|
[Date Prev][Date Next][Thread Prev][Thread Next][Date Index][Thread Index] Re: [PATCH v10 12/13] xen/arm: Add vPSCI SYSTEM_SUSPEND policy
Hi Oleksandr,
Thank you for the review.
On Mon, May 25, 2026 at 9:13 PM Oleksandr Tyshchenko
<olekstysh@xxxxxxxxx> wrote:
>
>
>
> On 5/21/26 20:45, Mykola Kvach wrote:
>
> Hello Mykola
>
> > From: Mykola Kvach <mykola_kvach@xxxxxxxx>
> >
> > Introduce CONFIG_HAS_HWDOM_SYSTEM_SUSPEND as an architecture-selected
> > capability for platforms where the hardware domain can be parked with
> > SHUTDOWN_suspend without calling hwdom_shutdown().
> >
> > Expose PSCI SYSTEM_SUSPEND as a vPSCI operation for all domains. For
> > non-control domains, including the hardware domain when it is not acting
> > as a control domain, the call is handled as a guest/domain suspend request
> > and parks the domain in SHUTDOWN_suspend.
> >
> > Control domains need additional sequencing because their SYSTEM_SUSPEND
> > request is used to coordinate host-wide suspend. A non-last awake control
> > domain may be parked in SHUTDOWN_suspend without requiring the host
> > suspend path to be available. The last awake control domain is treated as
> > the point where the request becomes a host-suspend request, and it may
> > only proceed when all non-control domains are already in SHUTDOWN_suspend
> > and the host suspend path is available.
> >
> > Keep the control-domain sequencing and domain-readiness checks out of
> > PSCI_FEATURES. They are per-attempt runtime conditions rather than stable
> > PSCI function availability. Advertise SYSTEM_SUSPEND as implemented by
> > vPSCI and report attempt-time policy failures as PSCI_DENIED.
> >
> > Select HAS_HWDOM_SYSTEM_SUSPEND independently from CONFIG_SYSTEM_SUSPEND
> > so that SHUTDOWN_suspend from the hardware domain can be treated as a
> > domain suspend state rather than as a hardware-domain initiated host
> > shutdown. This does not by itself imply that host-wide suspend is
> > available.
> >
> > Add host_system_suspend_allowed() to combine the host PSCI SYSTEM_SUSPEND
> > capability with runtime blockers reported by Xen-owned subsystems. Add
> > runtime blockers for registered serial, IOMMU, GIC and SMMUv3 MSI IRQ
> > paths lacking suspend/resume support. These blockers are runtime based,
> > so they only apply to drivers or paths that Xen actually uses on the
> > platform. For SMMUv3, the blocker applies only when Xen actually uses the
> > MSI IRQ path, since resume does not restore the SMMU *_IRQ_CFGn MSI
> > registers yet.
> >
> > Add a struct domain forward declaration to xen/suspend.h so the generic
> > header can expose arch_domain_resume() without requiring a full domain.h
> > include.
> >
> > Signed-off-by: Mykola Kvach <mykola_kvach@xxxxxxxx>
> > ---
> > Changes in V10:
> > - Return PSCI_DENIED rather than PSCI_NOT_SUPPORTED when the last awake
> > control domain cannot proceed to host suspend, keeping PSCI_FEATURES
> > stable once SYSTEM_SUSPEND is advertised.

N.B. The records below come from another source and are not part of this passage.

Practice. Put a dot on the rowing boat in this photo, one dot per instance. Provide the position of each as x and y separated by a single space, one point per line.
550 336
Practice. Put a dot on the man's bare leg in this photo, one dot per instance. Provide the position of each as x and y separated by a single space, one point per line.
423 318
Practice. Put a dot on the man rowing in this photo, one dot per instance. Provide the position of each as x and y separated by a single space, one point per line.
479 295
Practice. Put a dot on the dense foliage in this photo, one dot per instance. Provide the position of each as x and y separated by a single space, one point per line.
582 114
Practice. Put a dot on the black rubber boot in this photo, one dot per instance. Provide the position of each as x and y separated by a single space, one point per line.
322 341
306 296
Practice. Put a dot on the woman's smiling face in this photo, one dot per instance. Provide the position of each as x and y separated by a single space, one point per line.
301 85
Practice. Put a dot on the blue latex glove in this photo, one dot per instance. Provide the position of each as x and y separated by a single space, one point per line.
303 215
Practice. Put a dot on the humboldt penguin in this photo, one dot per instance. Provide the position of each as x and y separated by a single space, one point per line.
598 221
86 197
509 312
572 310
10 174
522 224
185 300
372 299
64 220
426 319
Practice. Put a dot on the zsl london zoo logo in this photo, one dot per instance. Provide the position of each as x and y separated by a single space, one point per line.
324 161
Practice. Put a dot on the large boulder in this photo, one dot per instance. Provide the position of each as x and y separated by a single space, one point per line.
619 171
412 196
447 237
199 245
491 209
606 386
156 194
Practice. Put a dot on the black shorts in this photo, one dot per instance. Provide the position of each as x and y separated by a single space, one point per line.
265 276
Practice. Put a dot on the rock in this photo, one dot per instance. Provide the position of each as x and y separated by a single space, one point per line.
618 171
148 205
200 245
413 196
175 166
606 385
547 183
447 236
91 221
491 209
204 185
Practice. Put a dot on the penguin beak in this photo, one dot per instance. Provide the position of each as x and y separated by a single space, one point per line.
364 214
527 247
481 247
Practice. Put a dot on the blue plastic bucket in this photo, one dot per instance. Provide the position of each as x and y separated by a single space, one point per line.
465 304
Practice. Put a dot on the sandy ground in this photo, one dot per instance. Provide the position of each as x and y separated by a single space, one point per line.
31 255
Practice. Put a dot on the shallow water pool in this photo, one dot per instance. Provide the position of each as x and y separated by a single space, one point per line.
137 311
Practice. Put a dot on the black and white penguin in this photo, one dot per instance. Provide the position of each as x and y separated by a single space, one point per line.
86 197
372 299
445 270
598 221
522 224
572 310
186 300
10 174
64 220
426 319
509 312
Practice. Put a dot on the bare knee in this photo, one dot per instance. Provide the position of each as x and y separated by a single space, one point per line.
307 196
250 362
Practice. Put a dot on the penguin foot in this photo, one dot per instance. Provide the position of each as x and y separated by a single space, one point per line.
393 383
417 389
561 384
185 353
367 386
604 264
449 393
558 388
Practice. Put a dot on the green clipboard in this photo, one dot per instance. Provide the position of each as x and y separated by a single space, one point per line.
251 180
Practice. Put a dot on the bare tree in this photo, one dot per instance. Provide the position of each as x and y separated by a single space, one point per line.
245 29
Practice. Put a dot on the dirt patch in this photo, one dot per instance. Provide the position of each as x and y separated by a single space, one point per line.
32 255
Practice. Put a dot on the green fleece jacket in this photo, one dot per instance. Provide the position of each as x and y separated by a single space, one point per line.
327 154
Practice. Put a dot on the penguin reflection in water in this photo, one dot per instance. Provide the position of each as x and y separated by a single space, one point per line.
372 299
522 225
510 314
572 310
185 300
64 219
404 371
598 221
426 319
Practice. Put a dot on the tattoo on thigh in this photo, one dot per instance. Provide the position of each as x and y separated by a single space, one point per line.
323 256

> > - Shorten SYSTEM_SUSPEND blocker messages and use %pd when logging the
> > control domain.
> > - Mark serial_suspend_available as __ro_after_init.
> > - Mention the struct domain forward declaration added to xen/suspend.h.
>
> I did not spot obvious issues while reviewing this patch, so you can add:
>
> Reviewed-by: Oleksandr Tyshchenko <Oleksandr_Tyshchenko@xxxxxxxx>
>
> Several nits/remarks below, feel free to skip them if you find them
> irrelevant or not useful.
>
>
> >
> > Changes in V9:
> > - Select HAS_HWDOM_SYSTEM_SUSPEND independently from CONFIG_SYSTEM_SUSPEND
> > so that hardware-domain SHUTDOWN_suspend support is not tied to
> > host-wide system suspend availability.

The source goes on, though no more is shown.